14 marca 1946 roku w budynku plebanii w Pętkowicach został bestialsko zamordowany proboszcz parafii Pętkowice. Mordercami byli - według świadków - umundurowani funkcjonariusze UB. Jego ciała nie złożono na cmentarzu w Pętkowicach, ale w Ostrowcu Św. - na cmentarzu przy ul. Denkowskiej. Władze komunistyczne zagroziły, że jeżeli kapłan spocznie w Pętkowicach, jego grób zostanie wysadzony.
W 1947 roku Wojskowa Prokuratura Rejonowa w Kielcach umorzyła postępowanie przeciwko osobom podejrzanym o zabójstwo ks. Jana Trojnara. O kapłanie zapomniano na ponad pół wieku. Jedynie jego rodzina, przyjaciele i najwierniejsi parafianie pielęgnowali pamięć o nim.

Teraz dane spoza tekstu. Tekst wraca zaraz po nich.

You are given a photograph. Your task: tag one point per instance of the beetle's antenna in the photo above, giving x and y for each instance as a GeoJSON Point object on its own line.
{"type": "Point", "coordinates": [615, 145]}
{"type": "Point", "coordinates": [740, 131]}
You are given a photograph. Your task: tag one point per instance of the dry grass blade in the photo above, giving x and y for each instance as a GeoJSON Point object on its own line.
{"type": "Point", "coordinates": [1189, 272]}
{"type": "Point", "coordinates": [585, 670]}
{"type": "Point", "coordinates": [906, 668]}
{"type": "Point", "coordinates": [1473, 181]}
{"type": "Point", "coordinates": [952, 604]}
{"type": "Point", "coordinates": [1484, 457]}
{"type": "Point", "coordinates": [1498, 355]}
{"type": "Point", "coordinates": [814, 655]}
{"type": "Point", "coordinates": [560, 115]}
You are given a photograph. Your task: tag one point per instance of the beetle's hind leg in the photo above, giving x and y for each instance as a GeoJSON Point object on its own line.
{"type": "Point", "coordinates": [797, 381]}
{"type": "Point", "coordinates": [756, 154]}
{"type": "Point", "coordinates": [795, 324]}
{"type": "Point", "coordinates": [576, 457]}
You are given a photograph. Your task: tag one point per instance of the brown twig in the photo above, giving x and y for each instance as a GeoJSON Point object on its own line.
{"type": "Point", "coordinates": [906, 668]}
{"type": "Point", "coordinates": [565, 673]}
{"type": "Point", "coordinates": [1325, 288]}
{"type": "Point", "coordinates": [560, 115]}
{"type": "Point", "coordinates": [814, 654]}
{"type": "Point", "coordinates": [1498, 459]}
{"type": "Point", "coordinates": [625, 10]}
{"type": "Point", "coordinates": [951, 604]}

Dziś pomnik nagrobny księdza ulega rozpadowi. Z inicjatywą odnowienia pomnika wyszli Ostrowieccy Patrioci. Członkowie stowarzyszenia pojawili się wczoraj na cmentarzach z puszkami i zbierali pieniądze na remont nagrobka.
- Bardzo dziękujemy za dobre słowo podczas kwesty i każdą przekazaną złotówkę, dziękujemy też naszym wolontariuszom - mówi Michał Ślusarz.
Po kweście, przedstawiciele organizacji zapalili znicze na grobach zmarłych i poległych patriotów.